One out of eight people now is obese – A global study

A study published in the medical journal ‘The Lancet’ has come up with the finding that every eighth person on the planet is now obese. Based on this, the experts from the field of medicine predict a tremendous health consequence; one of an unknown magnitude.

The findings were based on the BMI of individuals. A BMI (Body Mass Index) of 18.5 – 24.9 is what is considered as healthy. From 24.9-30, the body is considered to by overweight and any further beyond 30 makes one obese by definition.

Among men globally, obesity has tripled in the 39 years from 1975. The number of obese men in 1975 was only 3.2% while in 2014, it hit a staggering 10.8%. In a statement released by The Lancet, it is predicted that by 2025, roughly everyone in 5, both men and women, would be overweight.

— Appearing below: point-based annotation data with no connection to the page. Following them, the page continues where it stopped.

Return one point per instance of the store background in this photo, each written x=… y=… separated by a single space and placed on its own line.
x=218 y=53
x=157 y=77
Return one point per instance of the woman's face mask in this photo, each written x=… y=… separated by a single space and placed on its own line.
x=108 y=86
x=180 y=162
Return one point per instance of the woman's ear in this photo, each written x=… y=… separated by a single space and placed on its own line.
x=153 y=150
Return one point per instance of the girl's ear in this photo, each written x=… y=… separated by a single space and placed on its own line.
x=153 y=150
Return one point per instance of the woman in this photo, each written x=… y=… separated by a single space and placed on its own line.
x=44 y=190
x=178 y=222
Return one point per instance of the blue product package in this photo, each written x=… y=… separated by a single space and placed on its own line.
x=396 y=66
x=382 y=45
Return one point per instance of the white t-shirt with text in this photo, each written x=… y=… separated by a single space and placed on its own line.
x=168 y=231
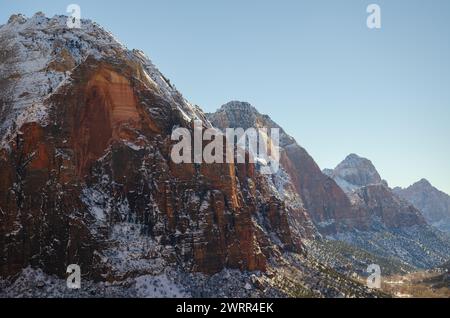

Number of underweight people on the decline

The ratio of underweight people in the world has been on the decline; from 13.8% in 1975 to 8.8 % now for men, and from 14.6 % in 1975 to 9.7% now, in women. “Over the past 40 years, we have changed; from a World in which underweight prevalence was more than double that of obesity, to one in which more people are obese than underweight,”said the author, Majid Ezzati of the Imperial College of London. Also to be noted is the speculation that there will be more women who are severely obese (BMI>35) than underweight by the year 2025.

Trivia facts on Obesity

  • In 2014, the world’s fattest people were living in Micronesia and Polynesia.
  • Nearly one-fifth of the world’s obese population came from Australia, Britain, Ireland, USA, Canada or New Zealand.
  • One in every five severely obese men and one in every four severely obese women was from the USA.
  • In India, Eritrea and Ethiopia,Timor-Leste, Bangladesh and Afghanistan, a fifth of men and a quarter of women were underweight.

The future and Bariatric surgery

The study calls attention to social and food policies and points to Bariatric surgery as the “most effective intervention for weight loss and disease prevention” for the future, as waistlines are continuing to expand, globally.

*The data used was compiled from 1698 studies which involved 19.2 million adults from 186 countries. Statistics of children and teenagers were not used.